Lasciato a se stesso, difatti, il dio Mercato si rivela per quel che è: un feticcio neopagano sordo e muto, privo di cervello, che non può assolutamente autoregolarsi, perché non risponde nessuna logica se non a quella della “libera volpe in libero pollaio” (come James Joyce definisce la Chiesa Cattolica nell’”Ulisse”). Se non vuole autodistruggersi, lo Stato deve far aumentare la domanda interna accrescendo la spesa pubblica, anche facendo ricorso al deficit di bilancio e all’aumento di moneta in circolazione. Al contrario, governare secondo le teorie neoliberistiche, lasciando libere le “energie animali” del capitalismo, significa commettere il medesimo errore che commetterebbero i leoni se si mettessero a mangiare tutti gli erbivori: finito il cibo, morirebbero anch’essi, di fame.
Gli interventi regolatori del new deal relativi alla protezione sociale esistono ancora oggi negli States, ma molto depotenziati. Infatti, negli anni ‘70 le classi dirigenti nordamericane hanno deciso un’inversione di rotta della politica economica, in senso marcatamente neoliberista . Il sistema fiscale statunitense, che era stato reso dal new deal molto progressivo (ossia leggero per i poveri e gravoso per i ricchi) è rimasto quindi in vigore fino agli anni ‘80, quando è stato stravolto dal Presidente repubblicano Ronald Reagan. Il Glass-Steagall Act (la legge che aveva separato le banche commerciali da quelle d’investimento, limitando la speculazione), fu di fatto annullato soltanto nel 1999 — per iniziativa del Presidente democratico Bill Clinton — dal Congresso maggioranza repubblicana. In tal modo si costituirono gruppi bancari che praticavano sia l’investment banking sia l’attività bancaria tradizionale. I frutti di questa decisione (molto gradita al grande capitale finanziario) si videro poco tempo dopo: secondo molti studiosi, infatti, fu proprio questa una delle cause della crisi che da dodici anni imperversa nel pianeta.
Ebbene, per superare questo ormai perpetuo stato di crisi, non c’è altra ricetta se non far marcia indietro rispetto al neoliberismo: ossia rispetto alla “religione” economica e finanziaria che sta distruggendo l’ecosistema planetario e provocando guerre, infelicità, migrazioni, nonché il drenaggio costante di risorse e ricchezza dalle tasche del 99% degli umani verso i forzieri dell’1% più opulento. Chi ancora si crede al sicuro perché membro della classe media (o perché docente tempo indeterminato nella Scuola statale), dovrebbe smettere di dormire sonni tranquilli: se le attuali politiche economiche mondiali perdurano, a breve non esisterà più una classe media (né insegnanti al sicuro); e la popolazione umana sarà divisa tra un’infima minoranza di straricchi ed una massa sterminata di schiavi in miseria.

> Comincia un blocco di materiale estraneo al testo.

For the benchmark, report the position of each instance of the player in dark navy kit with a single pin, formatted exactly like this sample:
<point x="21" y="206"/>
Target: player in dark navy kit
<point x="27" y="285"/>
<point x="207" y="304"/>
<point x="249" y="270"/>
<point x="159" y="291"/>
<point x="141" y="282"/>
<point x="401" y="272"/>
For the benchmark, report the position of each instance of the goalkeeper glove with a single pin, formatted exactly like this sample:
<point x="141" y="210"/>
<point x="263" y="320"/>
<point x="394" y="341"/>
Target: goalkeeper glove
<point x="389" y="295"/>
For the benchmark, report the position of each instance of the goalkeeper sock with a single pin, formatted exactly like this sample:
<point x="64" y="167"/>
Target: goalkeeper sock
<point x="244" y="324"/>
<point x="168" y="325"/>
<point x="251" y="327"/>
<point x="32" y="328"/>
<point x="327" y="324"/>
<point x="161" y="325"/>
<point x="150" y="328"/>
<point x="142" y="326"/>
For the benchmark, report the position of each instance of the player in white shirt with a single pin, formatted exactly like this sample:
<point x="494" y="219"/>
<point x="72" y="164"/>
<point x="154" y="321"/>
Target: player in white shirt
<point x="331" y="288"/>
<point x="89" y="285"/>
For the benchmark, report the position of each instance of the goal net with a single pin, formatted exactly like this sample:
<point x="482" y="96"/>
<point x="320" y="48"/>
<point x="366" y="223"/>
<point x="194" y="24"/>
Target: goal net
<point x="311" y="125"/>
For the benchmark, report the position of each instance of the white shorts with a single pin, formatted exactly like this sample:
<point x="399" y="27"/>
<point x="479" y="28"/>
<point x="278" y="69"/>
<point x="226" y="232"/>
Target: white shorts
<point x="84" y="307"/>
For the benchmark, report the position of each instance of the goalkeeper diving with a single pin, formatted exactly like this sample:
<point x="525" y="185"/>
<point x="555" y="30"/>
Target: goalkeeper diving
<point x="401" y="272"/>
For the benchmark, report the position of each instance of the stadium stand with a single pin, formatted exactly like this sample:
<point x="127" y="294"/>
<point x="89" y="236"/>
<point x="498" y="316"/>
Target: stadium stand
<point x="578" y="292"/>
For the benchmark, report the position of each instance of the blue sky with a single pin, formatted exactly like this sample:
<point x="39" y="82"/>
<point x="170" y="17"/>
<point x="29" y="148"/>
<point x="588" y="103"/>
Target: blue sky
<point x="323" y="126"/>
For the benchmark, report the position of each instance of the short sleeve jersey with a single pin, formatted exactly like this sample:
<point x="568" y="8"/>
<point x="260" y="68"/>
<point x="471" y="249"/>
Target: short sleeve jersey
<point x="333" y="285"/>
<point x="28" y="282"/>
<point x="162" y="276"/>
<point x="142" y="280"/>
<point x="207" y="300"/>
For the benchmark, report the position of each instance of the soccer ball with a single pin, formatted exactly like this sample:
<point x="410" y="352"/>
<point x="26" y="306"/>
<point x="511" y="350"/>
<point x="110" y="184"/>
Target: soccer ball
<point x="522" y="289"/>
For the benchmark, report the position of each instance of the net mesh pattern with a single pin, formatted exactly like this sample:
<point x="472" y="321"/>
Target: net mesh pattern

Roosevelt prese provvedimenti “keynesiani” dopo soli quattro anni dal “giovedì nero” del 1929. I signori dell’economia e della politica mondiale, invece, dopo dodici anni dall’inizio della crisi attuale, continuano a curare i mali prodotti dal neoliberismo con dosi massicce di neoliberismo. Come se un medico pazzo desse da mangiare chili di sale ad un iperteso cronico.
Se chi governa il pianeta non intende invertire la rotta (facendo tesoro degli insegnamenti del passato), ciò potrebbe indurre a sospettare che quella attualmente in corso non sia una crisi economica, ma un processo di accentramento della ricchezza nelle mani di una ristrettissima oligarchia: processo scrupolosamente studiato a tavolino e freddamente portato avanti da decenni.

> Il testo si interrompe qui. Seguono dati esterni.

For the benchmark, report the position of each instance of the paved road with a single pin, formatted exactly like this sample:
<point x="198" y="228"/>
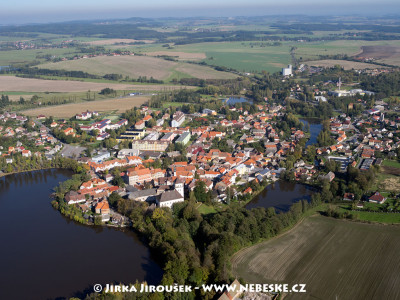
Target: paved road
<point x="71" y="151"/>
<point x="67" y="150"/>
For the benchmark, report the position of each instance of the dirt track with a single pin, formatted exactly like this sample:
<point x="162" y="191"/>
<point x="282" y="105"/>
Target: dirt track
<point x="17" y="84"/>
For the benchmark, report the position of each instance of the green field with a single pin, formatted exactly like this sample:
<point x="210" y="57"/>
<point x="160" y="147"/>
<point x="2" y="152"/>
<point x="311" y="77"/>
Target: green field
<point x="335" y="259"/>
<point x="242" y="56"/>
<point x="136" y="66"/>
<point x="23" y="56"/>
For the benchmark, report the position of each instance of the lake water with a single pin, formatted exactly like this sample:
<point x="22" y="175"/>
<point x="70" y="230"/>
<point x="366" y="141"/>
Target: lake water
<point x="315" y="129"/>
<point x="44" y="255"/>
<point x="234" y="100"/>
<point x="281" y="195"/>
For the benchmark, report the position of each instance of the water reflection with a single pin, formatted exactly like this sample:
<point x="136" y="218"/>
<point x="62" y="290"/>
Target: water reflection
<point x="281" y="195"/>
<point x="52" y="256"/>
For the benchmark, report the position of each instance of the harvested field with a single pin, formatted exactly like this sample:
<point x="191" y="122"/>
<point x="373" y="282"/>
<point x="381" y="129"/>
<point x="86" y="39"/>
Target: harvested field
<point x="379" y="52"/>
<point x="17" y="97"/>
<point x="117" y="41"/>
<point x="179" y="55"/>
<point x="347" y="65"/>
<point x="136" y="66"/>
<point x="387" y="54"/>
<point x="336" y="259"/>
<point x="68" y="110"/>
<point x="17" y="84"/>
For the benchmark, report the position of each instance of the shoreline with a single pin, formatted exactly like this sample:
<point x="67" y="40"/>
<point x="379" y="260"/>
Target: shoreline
<point x="31" y="170"/>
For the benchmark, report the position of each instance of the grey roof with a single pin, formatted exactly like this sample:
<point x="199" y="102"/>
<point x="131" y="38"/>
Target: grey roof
<point x="143" y="193"/>
<point x="182" y="137"/>
<point x="170" y="195"/>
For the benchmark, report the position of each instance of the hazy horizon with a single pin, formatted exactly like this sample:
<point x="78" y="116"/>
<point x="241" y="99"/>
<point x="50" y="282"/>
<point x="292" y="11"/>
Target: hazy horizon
<point x="24" y="12"/>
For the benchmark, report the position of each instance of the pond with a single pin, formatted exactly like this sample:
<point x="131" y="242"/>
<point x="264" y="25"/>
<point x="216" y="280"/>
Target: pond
<point x="44" y="255"/>
<point x="281" y="195"/>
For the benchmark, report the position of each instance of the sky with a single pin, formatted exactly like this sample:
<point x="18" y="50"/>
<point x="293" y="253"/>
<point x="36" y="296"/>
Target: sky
<point x="42" y="11"/>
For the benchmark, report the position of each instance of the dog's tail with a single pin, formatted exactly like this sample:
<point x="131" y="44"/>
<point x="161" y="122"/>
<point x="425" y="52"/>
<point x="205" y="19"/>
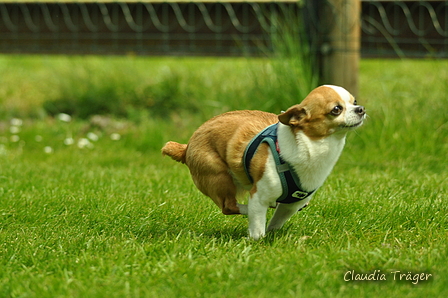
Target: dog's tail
<point x="175" y="150"/>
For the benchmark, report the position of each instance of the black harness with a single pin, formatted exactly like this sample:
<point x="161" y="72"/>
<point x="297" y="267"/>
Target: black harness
<point x="292" y="188"/>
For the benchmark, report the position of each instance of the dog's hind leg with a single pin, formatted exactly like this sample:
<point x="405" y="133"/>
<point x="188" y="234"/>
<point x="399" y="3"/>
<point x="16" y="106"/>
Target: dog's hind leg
<point x="221" y="189"/>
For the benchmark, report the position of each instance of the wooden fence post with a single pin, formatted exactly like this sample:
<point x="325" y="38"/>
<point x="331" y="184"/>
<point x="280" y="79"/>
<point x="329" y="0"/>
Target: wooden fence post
<point x="340" y="46"/>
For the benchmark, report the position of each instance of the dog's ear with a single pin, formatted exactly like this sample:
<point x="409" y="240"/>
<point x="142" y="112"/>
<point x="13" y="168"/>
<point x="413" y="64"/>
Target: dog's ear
<point x="293" y="115"/>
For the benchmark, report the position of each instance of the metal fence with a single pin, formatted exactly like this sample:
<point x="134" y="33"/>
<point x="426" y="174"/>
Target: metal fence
<point x="389" y="28"/>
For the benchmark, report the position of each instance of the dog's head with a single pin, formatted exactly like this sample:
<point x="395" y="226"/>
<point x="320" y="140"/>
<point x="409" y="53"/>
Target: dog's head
<point x="326" y="110"/>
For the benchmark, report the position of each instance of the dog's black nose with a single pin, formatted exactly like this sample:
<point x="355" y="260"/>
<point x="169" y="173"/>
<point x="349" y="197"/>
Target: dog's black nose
<point x="360" y="110"/>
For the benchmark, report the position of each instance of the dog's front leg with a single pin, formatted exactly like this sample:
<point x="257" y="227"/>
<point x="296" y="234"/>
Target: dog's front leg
<point x="257" y="217"/>
<point x="284" y="212"/>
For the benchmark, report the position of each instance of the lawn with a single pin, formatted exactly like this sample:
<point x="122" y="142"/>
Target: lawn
<point x="89" y="208"/>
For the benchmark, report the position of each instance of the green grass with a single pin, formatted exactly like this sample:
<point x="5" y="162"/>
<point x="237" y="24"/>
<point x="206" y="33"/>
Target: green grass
<point x="117" y="220"/>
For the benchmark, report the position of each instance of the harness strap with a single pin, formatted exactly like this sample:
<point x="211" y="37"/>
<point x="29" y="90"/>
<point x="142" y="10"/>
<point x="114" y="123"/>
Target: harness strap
<point x="292" y="188"/>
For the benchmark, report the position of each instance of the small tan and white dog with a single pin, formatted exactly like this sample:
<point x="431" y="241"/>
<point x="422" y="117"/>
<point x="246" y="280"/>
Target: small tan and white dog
<point x="310" y="139"/>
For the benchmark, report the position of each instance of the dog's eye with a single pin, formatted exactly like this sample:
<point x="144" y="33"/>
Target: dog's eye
<point x="337" y="110"/>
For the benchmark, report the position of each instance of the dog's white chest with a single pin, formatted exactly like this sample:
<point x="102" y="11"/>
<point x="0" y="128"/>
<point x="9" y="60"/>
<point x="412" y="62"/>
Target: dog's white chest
<point x="312" y="160"/>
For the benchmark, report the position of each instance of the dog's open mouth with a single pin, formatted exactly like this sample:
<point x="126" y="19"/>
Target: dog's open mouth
<point x="353" y="125"/>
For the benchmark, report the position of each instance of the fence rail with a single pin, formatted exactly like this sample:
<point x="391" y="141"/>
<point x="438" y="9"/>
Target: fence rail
<point x="389" y="28"/>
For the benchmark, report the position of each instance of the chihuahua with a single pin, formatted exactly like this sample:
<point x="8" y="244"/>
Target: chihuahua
<point x="280" y="160"/>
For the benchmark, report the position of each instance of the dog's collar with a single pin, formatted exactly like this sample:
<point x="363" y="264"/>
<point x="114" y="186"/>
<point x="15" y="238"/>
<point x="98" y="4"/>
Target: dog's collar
<point x="292" y="188"/>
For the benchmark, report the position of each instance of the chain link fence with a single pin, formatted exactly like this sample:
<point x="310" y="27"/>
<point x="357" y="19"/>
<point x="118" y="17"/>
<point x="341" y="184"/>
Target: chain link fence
<point x="388" y="28"/>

Prendere in considerazione questa ipotesi è sintomo di fantasia complottista? O non, piuttosto, capacità di analizzare i fatti senza pregiudizi (come è tipico delle persone colte e libere) alla luce della realtà?
E non è compito dei docenti degni di questo nome spiegare (secondo scienza e coscienza) agli studenti come stanno realmente le cose?